Overall, Anderson and her colleagues observed changes in lipid handling as animals progressed from healthy to insulin resistant. Specifically, the researchers found correlations between altered ceramides and early-stage markers of insulin resistance, diacylglycerols and non-esterified fatty acids in the impaired monkeys. Correlations between normal ceramides and adipose-derived adipokine adiponectin – a key regulator of insulin sensitivity and tissue inflammation – were apparent in healthy animals but not in the metabolically impaired animals, even in advance of their loss in insulin sensitivity.

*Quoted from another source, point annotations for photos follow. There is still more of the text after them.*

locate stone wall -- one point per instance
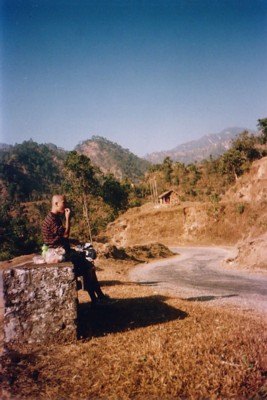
(40, 304)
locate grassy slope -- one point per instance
(147, 345)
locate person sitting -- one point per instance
(55, 235)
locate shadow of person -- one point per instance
(210, 298)
(126, 314)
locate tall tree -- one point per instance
(262, 125)
(82, 181)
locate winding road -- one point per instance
(197, 274)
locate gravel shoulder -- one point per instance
(200, 274)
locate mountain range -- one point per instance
(213, 144)
(112, 158)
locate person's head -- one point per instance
(58, 204)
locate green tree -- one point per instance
(81, 182)
(114, 194)
(167, 169)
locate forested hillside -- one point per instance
(30, 173)
(112, 158)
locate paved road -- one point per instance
(197, 274)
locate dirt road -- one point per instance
(197, 274)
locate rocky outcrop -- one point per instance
(40, 304)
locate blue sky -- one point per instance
(146, 74)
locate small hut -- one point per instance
(169, 197)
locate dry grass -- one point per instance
(146, 346)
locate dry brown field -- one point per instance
(148, 345)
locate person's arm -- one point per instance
(67, 223)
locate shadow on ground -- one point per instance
(125, 314)
(209, 298)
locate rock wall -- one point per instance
(40, 304)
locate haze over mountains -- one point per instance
(110, 157)
(213, 145)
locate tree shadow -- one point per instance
(124, 315)
(209, 298)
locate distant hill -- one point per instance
(112, 158)
(214, 144)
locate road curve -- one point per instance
(197, 274)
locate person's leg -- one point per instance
(83, 268)
(90, 280)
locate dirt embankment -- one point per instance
(239, 218)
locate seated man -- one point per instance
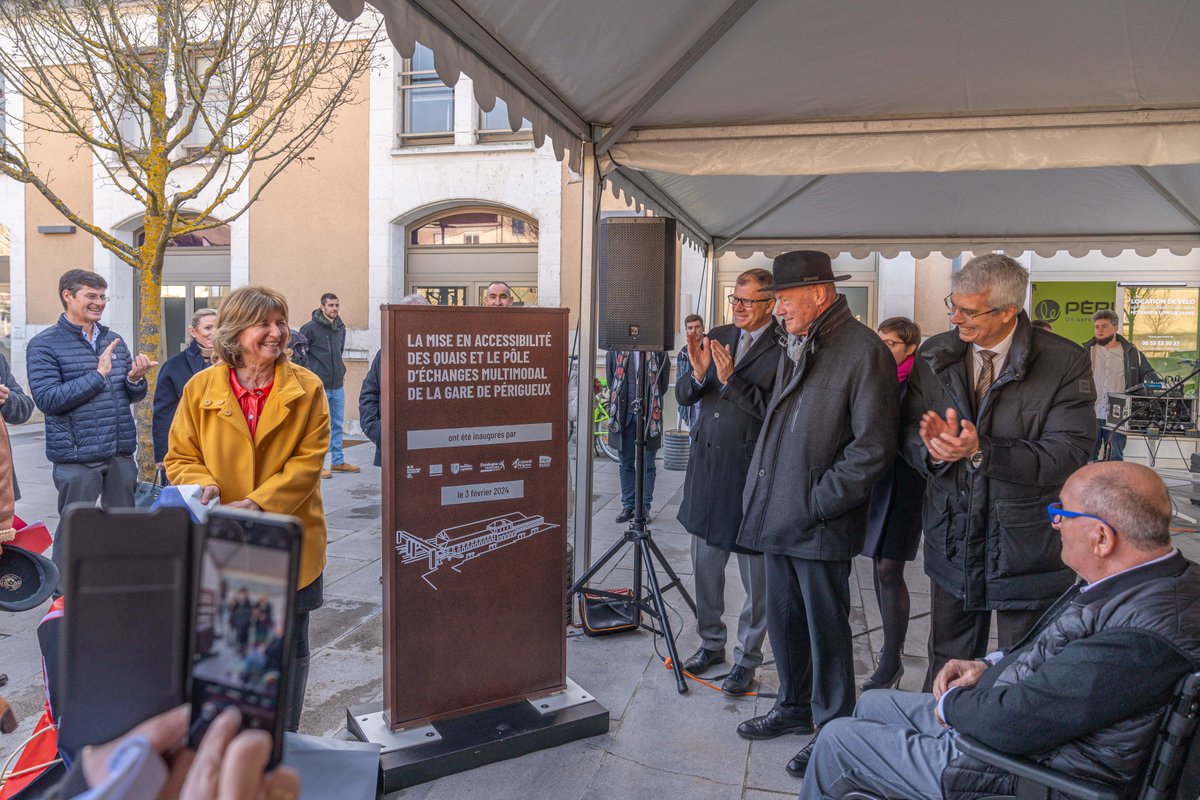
(1083, 693)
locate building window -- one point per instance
(454, 256)
(426, 104)
(215, 102)
(493, 125)
(474, 228)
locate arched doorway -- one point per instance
(454, 254)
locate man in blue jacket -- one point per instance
(84, 379)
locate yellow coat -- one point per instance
(279, 469)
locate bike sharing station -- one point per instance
(474, 543)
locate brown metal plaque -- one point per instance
(474, 507)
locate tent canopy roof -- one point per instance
(953, 124)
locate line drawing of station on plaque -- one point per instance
(462, 543)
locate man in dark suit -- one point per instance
(996, 416)
(732, 372)
(623, 368)
(828, 435)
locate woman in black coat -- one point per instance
(174, 374)
(893, 523)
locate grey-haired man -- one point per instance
(997, 416)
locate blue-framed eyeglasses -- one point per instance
(1057, 513)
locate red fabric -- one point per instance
(251, 401)
(43, 749)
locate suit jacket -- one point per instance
(829, 433)
(988, 539)
(723, 439)
(279, 468)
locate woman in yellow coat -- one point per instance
(253, 431)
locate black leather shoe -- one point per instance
(799, 763)
(702, 660)
(772, 725)
(870, 683)
(738, 681)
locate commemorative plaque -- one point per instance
(474, 509)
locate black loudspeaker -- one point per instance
(637, 290)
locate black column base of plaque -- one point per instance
(481, 738)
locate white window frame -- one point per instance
(405, 83)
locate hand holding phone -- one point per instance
(243, 621)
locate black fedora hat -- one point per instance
(27, 579)
(802, 268)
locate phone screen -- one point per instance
(243, 623)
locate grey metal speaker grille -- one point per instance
(637, 269)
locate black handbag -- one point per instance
(606, 615)
(147, 492)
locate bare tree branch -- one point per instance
(191, 108)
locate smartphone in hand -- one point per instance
(243, 620)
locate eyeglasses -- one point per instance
(1057, 513)
(951, 310)
(744, 302)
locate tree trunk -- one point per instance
(149, 341)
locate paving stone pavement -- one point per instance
(659, 744)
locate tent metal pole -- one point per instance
(589, 268)
(679, 68)
(1169, 196)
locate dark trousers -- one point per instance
(808, 621)
(111, 481)
(307, 601)
(1104, 433)
(628, 468)
(959, 633)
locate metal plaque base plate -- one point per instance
(472, 740)
(564, 699)
(373, 728)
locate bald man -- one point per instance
(1083, 693)
(498, 295)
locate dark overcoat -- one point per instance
(724, 437)
(173, 376)
(829, 433)
(893, 522)
(988, 537)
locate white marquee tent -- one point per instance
(912, 125)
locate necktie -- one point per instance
(744, 344)
(987, 376)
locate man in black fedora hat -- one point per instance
(829, 433)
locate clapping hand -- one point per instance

Because the monkeys were initially matched for body weight and adiposity that remained unchanged over the study period, these changes could not be attributed to differences in body composition, Anderson explained.
“These data suggest that changes in circulating ceramides are clinically relevant and may be the basis for identifying disease risk independent of differences in adiposity”. Anderson said.” If our findings translate to humans, as we expect they will, this would be hugely beneficial clinically because it would allow early preventive strategies to be adopted.”
The study included researchers from the School of Medicine and Public Health, the Wisconsin National Primate Research Center, the William S. Middleton Memorial Veterans Hospital, and the University of Texas Southwestern Medical Center.